Por su parte, la Orquesta Amaya Hnos S.R.L. ha rechazado las acusaciones, defendiendo la legitimidad de su marca registrada para actividades artísticas y de entretenimiento. La orquesta argumenta que opera en un sector completamente diferente y que su uso de elementos gráficos no debería ser considerado como una infracción. En este sentido, el caso plantea una cuestión legal interesante sobre el equilibrio entre la protección de marcas notorias y el derecho de los emprendedores a utilizar signos distintivos en sus respectivos campos.

El proceso legal ha avanzado, pero Coca-Cola ha enfrentado reveses en su intento por obtener una medida cautelar que detenga el uso del signo cuestionado. El 5 de junio de 2025, la Comisión de Signos Distintivos de Indecopi rechazó la solicitud de la multinacional, argumentando que no había suficientes pruebas para justificar una intervención inmediata. Este fallo fue confirmado por el Tribunal de Indecopi el 7 de enero de 2026, lo que significa que, por el momento, la orquesta puede continuar utilizando su marca mientras se resuelve el fondo del caso.

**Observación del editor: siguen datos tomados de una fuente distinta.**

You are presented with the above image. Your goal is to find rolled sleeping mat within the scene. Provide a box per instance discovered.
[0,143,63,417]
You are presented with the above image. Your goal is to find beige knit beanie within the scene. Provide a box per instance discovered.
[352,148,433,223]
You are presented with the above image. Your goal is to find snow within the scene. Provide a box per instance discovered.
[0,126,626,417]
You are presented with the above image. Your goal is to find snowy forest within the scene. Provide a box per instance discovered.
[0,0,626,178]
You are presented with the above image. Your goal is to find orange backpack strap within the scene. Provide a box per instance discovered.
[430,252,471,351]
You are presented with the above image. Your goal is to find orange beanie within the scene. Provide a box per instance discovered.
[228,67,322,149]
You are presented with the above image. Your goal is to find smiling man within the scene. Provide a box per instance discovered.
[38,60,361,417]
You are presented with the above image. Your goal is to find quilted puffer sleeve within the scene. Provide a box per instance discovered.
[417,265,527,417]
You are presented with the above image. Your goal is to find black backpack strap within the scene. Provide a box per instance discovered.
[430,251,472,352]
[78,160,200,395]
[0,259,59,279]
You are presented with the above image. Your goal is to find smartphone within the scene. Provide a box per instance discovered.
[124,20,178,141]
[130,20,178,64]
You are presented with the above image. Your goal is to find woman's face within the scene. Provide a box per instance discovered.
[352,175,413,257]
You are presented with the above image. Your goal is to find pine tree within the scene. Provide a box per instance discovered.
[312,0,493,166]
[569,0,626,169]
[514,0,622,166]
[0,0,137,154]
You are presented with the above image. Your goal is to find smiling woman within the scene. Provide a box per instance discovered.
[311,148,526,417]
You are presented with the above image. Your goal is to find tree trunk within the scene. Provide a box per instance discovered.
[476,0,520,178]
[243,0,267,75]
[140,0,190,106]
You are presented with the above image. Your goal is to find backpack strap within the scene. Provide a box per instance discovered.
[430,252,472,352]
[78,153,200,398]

Para los inversores y analistas, este conflicto es un recordatorio de la importancia de la protección de la propiedad intelectual en un mercado cada vez más competitivo. A medida que el caso avanza, será crucial observar cómo se desarrollan las audiencias y qué impacto podría tener en la percepción de la marca Coca-Cola en Perú y en toda la región. Con la orquesta defendiendo su derecho a operar sin confusión, el desenlace de este caso podría sentar un precedente sobre cómo se manejan las disputas de marcas en el futuro, especialmente en un mercado donde la identidad de marca es fundamental para el éxito comercial.